The "Why are these here?" Tier:

  • Toad Circuit: It’s fine for a first-ever race, but it’s basically a glorified rectangle.
  • Sky-High Sundae: It’s a polarizing one. Some love the physics; others find the "everything is a platform" design a bit floaty and confusing.
  • Mario Circuit 3: It’s a classic SNES layout, but in a world of anti-gravity and gliding, it feels a bit... flat.

Why 200cc Changes Everything

The tracks you love on 150cc might become your worst nightmare on 200cc. Take Dragon Driftway. On 150cc, it's a technical, twisty fun time. On 200cc, it feels like trying to thread a needle while riding a rocket ship.

If you’re looking to master all Mario Kart 8 Deluxe tracks, you have to learn "brake drifting." It’s the only way to survive the tighter corners of the DLC tracks, which often weren't originally designed for the sheer speed the Switch version allows.

The Rainbow Road Gauntlet

There isn't just one Rainbow Road. There are five.

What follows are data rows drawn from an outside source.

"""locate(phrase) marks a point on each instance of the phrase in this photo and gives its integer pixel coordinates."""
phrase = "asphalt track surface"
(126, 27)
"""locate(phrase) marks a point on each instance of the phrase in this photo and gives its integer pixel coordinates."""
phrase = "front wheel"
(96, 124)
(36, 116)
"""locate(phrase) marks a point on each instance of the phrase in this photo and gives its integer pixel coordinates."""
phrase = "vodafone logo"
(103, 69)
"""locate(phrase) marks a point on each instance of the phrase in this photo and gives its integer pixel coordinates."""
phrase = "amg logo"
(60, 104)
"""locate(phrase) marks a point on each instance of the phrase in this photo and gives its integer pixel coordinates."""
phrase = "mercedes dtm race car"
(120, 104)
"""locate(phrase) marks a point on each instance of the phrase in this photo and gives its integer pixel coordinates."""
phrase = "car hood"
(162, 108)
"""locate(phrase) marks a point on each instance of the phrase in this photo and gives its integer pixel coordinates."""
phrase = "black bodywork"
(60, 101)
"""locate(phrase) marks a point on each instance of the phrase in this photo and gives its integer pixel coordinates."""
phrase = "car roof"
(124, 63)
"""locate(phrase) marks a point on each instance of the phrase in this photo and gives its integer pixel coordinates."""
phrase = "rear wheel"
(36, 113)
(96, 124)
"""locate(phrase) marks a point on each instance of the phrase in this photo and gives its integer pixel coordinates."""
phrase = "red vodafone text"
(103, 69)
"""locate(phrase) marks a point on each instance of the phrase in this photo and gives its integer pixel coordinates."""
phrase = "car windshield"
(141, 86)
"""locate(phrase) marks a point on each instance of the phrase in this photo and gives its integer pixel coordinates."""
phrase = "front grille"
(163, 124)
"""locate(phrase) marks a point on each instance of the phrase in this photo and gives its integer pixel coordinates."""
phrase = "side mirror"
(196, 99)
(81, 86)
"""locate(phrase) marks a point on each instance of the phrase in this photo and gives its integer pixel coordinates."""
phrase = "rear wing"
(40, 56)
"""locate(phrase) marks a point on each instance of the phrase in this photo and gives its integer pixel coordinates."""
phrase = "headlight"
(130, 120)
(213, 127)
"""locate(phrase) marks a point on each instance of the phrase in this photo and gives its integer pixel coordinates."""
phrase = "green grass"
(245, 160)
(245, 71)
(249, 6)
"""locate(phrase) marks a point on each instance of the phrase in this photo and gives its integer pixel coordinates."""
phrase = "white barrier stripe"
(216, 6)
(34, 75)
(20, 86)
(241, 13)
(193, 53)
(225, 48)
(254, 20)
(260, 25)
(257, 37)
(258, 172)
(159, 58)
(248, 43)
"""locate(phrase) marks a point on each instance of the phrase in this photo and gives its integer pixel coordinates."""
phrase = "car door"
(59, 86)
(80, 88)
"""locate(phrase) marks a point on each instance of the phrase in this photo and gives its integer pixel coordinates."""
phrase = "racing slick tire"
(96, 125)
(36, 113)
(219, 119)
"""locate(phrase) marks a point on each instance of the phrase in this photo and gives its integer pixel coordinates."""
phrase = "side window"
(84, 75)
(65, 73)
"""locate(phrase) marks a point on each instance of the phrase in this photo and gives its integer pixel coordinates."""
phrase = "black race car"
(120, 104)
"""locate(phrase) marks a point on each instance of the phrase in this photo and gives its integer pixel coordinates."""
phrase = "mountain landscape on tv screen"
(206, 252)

  1. SNES Rainbow Road (Short, flat, deadly edges)
  2. N64 Rainbow Road (The beautiful, starry one-lap wonder)
  3. 3DS Rainbow Road (Lunar driving and planet hopping)
  4. Wii Rainbow Road (The absolute chaos bringer from the Wii era)
  5. Wii U/Deluxe Rainbow Road (The space-station themed one)

Each one requires a totally different strategy. The Wii version is notoriously difficult because of its lack of guardrails, while the N64 version is more of a victory lap.

Getting Better at the 96

If you want to actually win consistently, stop just looking at the road. Look at the shortcuts. Many of the newer tracks have "off-road" paths that are only viable if you have a Mushroom.

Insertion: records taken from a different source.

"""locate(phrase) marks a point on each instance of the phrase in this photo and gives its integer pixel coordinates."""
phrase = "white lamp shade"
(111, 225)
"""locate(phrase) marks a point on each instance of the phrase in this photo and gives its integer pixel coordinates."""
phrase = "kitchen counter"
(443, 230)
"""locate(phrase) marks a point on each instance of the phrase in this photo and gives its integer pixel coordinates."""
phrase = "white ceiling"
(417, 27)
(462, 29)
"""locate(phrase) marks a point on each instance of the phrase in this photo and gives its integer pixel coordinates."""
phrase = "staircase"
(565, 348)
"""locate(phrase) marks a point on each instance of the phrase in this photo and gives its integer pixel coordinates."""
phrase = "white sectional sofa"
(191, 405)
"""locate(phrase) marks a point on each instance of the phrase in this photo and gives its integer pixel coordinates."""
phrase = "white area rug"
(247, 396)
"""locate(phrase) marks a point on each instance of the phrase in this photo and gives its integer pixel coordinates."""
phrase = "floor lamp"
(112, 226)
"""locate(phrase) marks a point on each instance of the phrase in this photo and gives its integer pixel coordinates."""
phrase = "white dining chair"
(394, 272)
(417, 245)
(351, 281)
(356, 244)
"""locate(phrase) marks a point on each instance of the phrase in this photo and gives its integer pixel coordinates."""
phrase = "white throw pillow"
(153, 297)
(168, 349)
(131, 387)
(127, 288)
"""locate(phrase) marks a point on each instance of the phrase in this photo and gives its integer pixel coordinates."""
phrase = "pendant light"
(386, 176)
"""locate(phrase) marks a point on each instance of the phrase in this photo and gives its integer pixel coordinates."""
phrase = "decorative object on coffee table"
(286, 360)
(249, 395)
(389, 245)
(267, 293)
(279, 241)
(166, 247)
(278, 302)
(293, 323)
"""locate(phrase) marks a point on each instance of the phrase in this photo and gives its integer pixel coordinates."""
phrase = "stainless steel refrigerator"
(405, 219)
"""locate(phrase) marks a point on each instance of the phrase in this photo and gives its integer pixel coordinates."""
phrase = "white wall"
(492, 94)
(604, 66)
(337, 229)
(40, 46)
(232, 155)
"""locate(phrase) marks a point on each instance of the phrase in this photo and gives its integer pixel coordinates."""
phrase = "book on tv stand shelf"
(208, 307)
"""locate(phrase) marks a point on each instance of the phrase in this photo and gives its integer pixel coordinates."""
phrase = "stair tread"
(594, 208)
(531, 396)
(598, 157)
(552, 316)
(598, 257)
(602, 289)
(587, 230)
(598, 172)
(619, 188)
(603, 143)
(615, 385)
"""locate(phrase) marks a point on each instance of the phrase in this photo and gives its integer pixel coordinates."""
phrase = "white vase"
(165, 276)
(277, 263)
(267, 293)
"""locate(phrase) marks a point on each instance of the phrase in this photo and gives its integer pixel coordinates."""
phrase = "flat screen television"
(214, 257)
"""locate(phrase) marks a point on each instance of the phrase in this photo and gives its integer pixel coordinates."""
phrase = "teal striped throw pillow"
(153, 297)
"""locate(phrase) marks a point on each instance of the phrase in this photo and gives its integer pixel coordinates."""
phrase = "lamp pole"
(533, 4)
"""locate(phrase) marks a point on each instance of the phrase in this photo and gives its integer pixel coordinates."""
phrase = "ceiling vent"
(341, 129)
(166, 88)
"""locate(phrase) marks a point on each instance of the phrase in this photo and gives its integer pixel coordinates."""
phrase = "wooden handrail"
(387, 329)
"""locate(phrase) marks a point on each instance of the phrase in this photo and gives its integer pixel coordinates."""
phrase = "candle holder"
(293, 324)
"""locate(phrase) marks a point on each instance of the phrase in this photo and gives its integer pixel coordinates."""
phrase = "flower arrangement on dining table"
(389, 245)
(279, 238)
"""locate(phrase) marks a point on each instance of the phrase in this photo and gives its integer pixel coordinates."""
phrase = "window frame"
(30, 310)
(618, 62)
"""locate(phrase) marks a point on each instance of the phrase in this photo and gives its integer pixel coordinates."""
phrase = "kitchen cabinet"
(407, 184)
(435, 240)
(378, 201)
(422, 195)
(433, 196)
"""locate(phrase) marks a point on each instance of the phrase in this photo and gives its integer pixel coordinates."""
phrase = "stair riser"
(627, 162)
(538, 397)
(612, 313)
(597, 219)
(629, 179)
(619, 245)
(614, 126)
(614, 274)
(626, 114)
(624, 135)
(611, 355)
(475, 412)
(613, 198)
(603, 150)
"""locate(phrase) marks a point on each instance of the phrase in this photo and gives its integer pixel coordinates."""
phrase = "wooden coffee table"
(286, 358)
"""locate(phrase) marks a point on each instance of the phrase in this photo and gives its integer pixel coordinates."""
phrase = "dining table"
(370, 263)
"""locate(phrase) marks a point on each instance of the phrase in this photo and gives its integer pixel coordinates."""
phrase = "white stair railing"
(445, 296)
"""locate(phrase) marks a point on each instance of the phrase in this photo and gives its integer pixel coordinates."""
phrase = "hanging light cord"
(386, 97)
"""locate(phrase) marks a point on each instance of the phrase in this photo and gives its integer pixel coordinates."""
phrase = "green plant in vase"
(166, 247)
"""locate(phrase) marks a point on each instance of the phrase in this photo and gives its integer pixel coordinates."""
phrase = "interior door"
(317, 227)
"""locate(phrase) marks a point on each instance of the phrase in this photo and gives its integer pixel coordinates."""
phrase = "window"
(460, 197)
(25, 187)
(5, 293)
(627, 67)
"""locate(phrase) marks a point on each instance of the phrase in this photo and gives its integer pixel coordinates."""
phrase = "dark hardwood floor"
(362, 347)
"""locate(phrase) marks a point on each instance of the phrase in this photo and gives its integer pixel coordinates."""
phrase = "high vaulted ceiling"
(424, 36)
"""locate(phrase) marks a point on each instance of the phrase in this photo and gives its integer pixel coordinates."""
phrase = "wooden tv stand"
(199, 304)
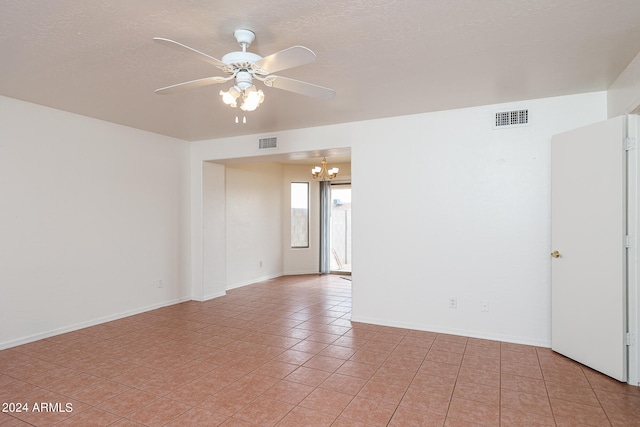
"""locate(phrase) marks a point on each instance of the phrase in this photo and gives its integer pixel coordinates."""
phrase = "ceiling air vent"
(511, 119)
(267, 143)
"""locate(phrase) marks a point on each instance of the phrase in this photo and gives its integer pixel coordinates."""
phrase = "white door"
(588, 223)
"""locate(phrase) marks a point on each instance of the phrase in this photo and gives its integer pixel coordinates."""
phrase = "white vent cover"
(511, 118)
(266, 143)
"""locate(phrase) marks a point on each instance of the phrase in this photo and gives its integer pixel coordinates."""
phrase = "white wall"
(214, 233)
(623, 96)
(92, 216)
(253, 222)
(471, 211)
(445, 206)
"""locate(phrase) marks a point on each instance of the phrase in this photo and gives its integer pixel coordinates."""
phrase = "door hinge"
(629, 143)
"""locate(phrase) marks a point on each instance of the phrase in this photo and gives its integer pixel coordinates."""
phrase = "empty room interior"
(464, 253)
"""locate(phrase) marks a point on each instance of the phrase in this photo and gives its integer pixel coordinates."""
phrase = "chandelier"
(322, 172)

On Mushroom Gorge, you can skip entire sections by bouncing off the right fungi. In Cheese Land, there are massive ramps hidden in the craters that can catapult you from 5th to 1st in seconds.

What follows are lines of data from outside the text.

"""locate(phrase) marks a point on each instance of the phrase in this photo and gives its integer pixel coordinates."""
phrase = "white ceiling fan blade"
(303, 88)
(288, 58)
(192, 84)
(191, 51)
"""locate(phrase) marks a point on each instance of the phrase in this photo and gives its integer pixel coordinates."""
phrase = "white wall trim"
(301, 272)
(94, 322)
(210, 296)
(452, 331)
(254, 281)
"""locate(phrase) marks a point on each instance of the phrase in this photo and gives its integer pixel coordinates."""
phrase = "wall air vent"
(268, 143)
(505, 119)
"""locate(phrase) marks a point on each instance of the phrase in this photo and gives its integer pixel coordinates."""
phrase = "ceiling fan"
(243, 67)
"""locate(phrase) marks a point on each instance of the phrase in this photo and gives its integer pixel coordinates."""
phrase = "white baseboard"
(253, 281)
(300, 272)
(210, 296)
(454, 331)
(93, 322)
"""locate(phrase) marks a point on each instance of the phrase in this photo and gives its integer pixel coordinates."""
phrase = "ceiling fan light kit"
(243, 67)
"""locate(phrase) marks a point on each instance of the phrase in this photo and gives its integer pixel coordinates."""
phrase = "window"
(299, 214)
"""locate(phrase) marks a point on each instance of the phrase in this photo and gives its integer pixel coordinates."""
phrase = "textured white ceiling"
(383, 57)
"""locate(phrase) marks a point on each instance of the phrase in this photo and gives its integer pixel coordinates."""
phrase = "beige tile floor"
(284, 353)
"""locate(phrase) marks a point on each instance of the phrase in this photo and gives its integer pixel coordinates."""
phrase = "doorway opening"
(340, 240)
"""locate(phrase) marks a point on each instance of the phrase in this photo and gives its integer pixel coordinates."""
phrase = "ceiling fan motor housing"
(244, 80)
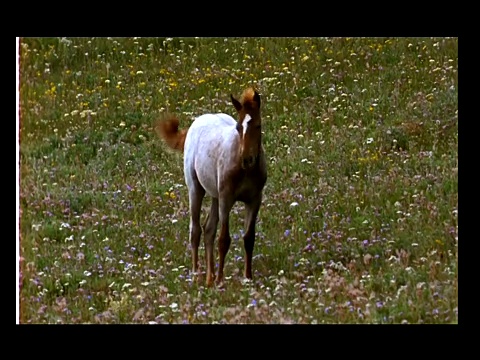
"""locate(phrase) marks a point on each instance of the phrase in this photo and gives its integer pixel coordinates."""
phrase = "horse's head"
(249, 127)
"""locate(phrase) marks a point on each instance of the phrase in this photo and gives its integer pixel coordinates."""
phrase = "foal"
(225, 159)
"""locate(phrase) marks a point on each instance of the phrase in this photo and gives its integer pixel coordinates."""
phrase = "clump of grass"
(359, 218)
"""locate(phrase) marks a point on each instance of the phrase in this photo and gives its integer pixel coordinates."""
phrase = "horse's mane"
(248, 98)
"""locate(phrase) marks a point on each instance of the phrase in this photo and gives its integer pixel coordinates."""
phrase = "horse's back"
(208, 141)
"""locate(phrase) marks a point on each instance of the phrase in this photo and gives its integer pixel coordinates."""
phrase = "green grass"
(361, 133)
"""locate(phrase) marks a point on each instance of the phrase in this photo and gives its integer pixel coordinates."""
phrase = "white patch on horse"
(245, 123)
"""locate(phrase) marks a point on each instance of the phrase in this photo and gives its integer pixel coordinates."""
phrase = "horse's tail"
(167, 129)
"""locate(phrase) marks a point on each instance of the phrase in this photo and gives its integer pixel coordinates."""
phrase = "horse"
(225, 159)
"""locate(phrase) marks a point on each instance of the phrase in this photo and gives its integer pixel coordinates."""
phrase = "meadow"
(359, 216)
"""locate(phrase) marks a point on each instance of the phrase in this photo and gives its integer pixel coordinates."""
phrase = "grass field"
(359, 215)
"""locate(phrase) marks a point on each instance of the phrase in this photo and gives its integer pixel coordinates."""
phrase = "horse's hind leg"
(209, 234)
(196, 194)
(224, 206)
(251, 212)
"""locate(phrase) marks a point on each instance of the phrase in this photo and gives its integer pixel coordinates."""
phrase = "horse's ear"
(236, 103)
(256, 98)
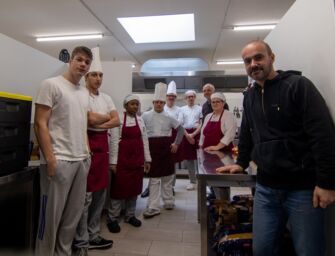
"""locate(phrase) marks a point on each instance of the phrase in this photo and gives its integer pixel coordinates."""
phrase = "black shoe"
(113, 226)
(145, 193)
(134, 222)
(100, 243)
(79, 251)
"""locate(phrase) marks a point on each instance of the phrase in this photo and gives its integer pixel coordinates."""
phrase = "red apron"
(177, 157)
(189, 151)
(213, 134)
(127, 182)
(162, 162)
(98, 176)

The beauty of having this many tracks is that there’s always something new to find. Even after years, you might notice a small detail—like the way the music underwater becomes muffled, or how the Inklings in Animal Crossing change based on the season of the track.

Your next move: Fire up Time Trials on one of the City tracks like Sydney Sprint. Since the laps change, learning the exact "line" for each variation is the quickest way to start beating your friends in local split-screen. Start with Lap 1, master the turns, and work your way through. Just don't blame me when the blue shell finds you on the final stretch.